Can Rudie fail? No, no he can’t. The Clash made this abundantly clear by incorporating the message into two of their very best songs (“TWO?!?!” cries the casual the Clash fan, “WHAAAA…”). While we’re all familiar with "Rudie Can’t Fail" from London Calling, there is also a lesser-known Clash song called "Safe European Home" that also brandishes this lyric in an equally epic and climactic sing-along. The song, a rocker with a reggae breakdown, is highly enigmatic. Musically, it seems to suggest that the Clash are growing restless in the safety and non-experimentation of three-chord punk rock, brandishing a relatively unorthodox song structure and an experimental ending complete with a fade-out and a fade-in. Lyrically, on the other hand, it states that they have ventured out into new physical territory (Jamaica) only to hastily retreat back to the safety of the environment they know (Europe). Nice.
Next up is "English Civil War," a dark punk ditty based on the American Civil War tune "When Johnny Comes Marching Home." The song does not carry the same hopeful, optimistic tone as its inspiration, however, as it proclaims that Johnny won't be coming home a winner but with a face “beaten in fear,” and that while the sun will be shining upon his return, “you gotta know it’s shining through a crack in the clouds.” Leaving us hanging on that dubious note, we get to the best track on the album.
RATA-TAT RATA-TAT go the drums as Tommy Gun explodes like a round from a, well, tommy gun I suppose. “Maybe he wants to die for the money, maybe he wants to kill for his country. Whatever he wants, he’s gonna get it,” goes the refrain, as Strummer warns of the hunger for power that a gun can bestow on its holder. The machine gun-emulating drums carry this tune, a tune so fine it single-handedly merits purchase of this album in my opinion.
Next up is "Julie’s in the Drug Squad," a nice little honky tonk-influenced romp about people who sells drugs to rise to the top, only to end up in the slammer. If there is one song that hints at the no-holds-barred experimentation of London Calling, this is the one. With that, the first section of the album comes to a close.

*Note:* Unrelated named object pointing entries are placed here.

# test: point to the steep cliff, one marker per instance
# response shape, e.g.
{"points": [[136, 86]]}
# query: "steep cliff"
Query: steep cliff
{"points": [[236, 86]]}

Clearly, the Clash have developed as musicians. With themes and concepts out the wazoo on these first four tracks, the quality was bound to give out a little at some point. Alas, "Last Gang in Town" begins the slide into *gasp* above-average territory -- which is dangerously low for the Clash – with three solid punk rock numbers. "Last Gang in Town," "Guns on the Roof" (borrowing the Who’s "Can’t Explain" riff for the second time in their career) and "Drug Stabbing Time" continue down the path the beginning of the album laid: a discussion of the perils of gangs (“it’s brawn against brain, it’s knife against chain”), guns (“guns guns, they’re made to shoot”), and drugs (“paying off the big fine, it’s drug stabbing time”).
We get a change of pace with the next one, "Stay Free," as Mick takes over the mic to sing a love song of two punk rockers making their way through the school system. Musically, this song is a precursor to "Lost in the Supermarket."
The album wraps up with "Cheapstakes" and "All the Young Punks," which share the similar theme of being young and happy with what you have. “We’re cheapskates, what are we supposed to do? 'We can rock! We can roll!'” exclaim the boys in the light-hearted "Cheapskates," because after all, you might as well “laugh at your life, there ain't much to cry for.” And while you're at it, “live it now, because there aint much to die for,” as Joe guides in the album’s closer.
Sandwiched between The Clash and London Calling, two of the finest albums in punk (and the latter in all of music), Give ‘Em Enough Rope does not get the attention it deserves (case in point -- until now, it had not been reviewed here). At the point of this recording, the Clash were a band in transition. The sound on this album is slicker than that of their first, and the non-punk elements pop up sooner rather than later -- and continue to poke their head up consistently through the album (a little honky tonk piano here, a little cowbell there). If you don’t have this and you’ve ever wondered what the hell got into the guys between `77 and `79, you owe it to yourself to pick this up.